À travers une communication officielle rendue publique le vendredi 19 décembre 2025, le groupe EBOMAF, fleuron de l’entrepreneuriat burkinabè conduit par Mahamadou Bonkoungou, a tenu à lever toute ambiguïté à la suite d’un article publié par Jeune Afrique relatif à l’affaire du coup d’État manqué au Bénin.
Contrairement aux affirmations relayées, aucune entité du groupe, y compris la compagnie LTI Aviation, n’a été associée de près ou de loin au déplacement du colonel Pascal Tigré entre Lomé et Ouagadougou. EBOMAF précise qu’aucun de ses appareils n’a été mobilisé à cette fin.

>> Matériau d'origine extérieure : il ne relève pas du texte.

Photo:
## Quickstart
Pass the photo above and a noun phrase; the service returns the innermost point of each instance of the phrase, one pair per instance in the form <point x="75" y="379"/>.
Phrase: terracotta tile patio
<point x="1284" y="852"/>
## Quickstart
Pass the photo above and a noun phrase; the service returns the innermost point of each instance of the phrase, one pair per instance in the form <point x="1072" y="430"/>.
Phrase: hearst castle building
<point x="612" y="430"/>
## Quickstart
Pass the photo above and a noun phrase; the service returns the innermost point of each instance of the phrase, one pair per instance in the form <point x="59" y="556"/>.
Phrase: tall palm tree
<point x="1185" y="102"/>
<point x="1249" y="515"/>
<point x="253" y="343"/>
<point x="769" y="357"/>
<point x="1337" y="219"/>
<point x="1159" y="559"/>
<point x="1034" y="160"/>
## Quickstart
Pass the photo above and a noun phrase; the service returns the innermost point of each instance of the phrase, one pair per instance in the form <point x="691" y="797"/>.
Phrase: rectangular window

Dans le document signé par Patrice Kissi, Directeur de la communication, le groupe rejette avec fermeté des accusations jugées infondées et non étayées par des éléments vérifiables. EBOMAF déplore la diffusion d’informations inexactes susceptibles de créer des amalgames préjudiciables à des entreprises qui opèrent dans le respect des règles.

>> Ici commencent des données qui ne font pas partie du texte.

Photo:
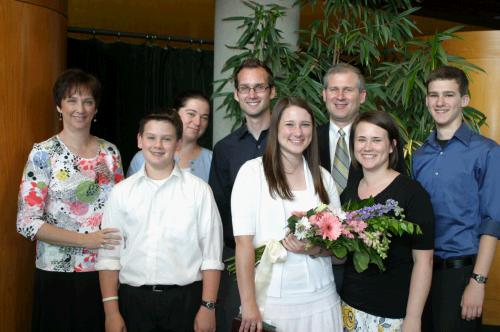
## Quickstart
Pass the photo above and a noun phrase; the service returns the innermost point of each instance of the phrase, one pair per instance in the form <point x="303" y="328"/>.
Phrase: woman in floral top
<point x="64" y="187"/>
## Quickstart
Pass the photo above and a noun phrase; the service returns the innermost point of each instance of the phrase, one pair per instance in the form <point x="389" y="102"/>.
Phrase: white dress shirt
<point x="334" y="137"/>
<point x="171" y="230"/>
<point x="256" y="213"/>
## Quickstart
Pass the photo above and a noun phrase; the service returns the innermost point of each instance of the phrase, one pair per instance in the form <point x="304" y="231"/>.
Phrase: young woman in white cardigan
<point x="300" y="291"/>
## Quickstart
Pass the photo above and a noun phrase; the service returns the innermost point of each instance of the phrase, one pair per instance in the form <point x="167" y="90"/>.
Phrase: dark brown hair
<point x="182" y="98"/>
<point x="273" y="166"/>
<point x="163" y="114"/>
<point x="76" y="80"/>
<point x="342" y="68"/>
<point x="385" y="121"/>
<point x="450" y="73"/>
<point x="252" y="63"/>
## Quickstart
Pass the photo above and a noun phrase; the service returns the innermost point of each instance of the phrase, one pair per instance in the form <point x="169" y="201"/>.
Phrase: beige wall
<point x="32" y="53"/>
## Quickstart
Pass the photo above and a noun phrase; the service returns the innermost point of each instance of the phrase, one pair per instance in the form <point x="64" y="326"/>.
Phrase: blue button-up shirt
<point x="463" y="181"/>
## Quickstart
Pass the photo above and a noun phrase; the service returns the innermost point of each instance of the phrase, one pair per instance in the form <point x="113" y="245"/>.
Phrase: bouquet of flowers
<point x="362" y="228"/>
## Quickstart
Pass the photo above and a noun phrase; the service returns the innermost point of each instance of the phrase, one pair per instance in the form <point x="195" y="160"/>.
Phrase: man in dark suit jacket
<point x="343" y="93"/>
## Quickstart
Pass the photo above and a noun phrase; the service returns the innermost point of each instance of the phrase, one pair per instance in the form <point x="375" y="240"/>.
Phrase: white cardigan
<point x="255" y="212"/>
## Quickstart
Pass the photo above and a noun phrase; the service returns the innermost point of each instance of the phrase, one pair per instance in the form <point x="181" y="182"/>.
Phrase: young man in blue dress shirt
<point x="459" y="169"/>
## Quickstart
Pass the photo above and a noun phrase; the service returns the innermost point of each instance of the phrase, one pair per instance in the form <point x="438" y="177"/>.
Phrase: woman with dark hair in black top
<point x="390" y="300"/>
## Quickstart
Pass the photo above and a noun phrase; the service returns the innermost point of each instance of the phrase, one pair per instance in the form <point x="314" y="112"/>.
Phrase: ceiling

Présent dans plusieurs pays africains, EBOMAF incarne aujourd’hui la réussite d’un entrepreneur burkinabè dont le parcours contribue au rayonnement économique du Burkina Faso et fait la fierté nationale. Le groupe rappelle son attachement constant à la rigueur, à la transparence et aux standards professionnels internationaux.
Face à cette situation, EBOMAF indique avoir saisi Jeune Afrique afin d’exiger une clarification appropriée, la correction des informations en cause et la cessation de toute association infondée.
Le groupe réaffirme enfin son engagement en faveur de l’éthique, du professionnalisme et de la légalité, tout en dénonçant toute tentative de désinformation visant à porter atteinte à une réputation construite sur le travail et l’excellence.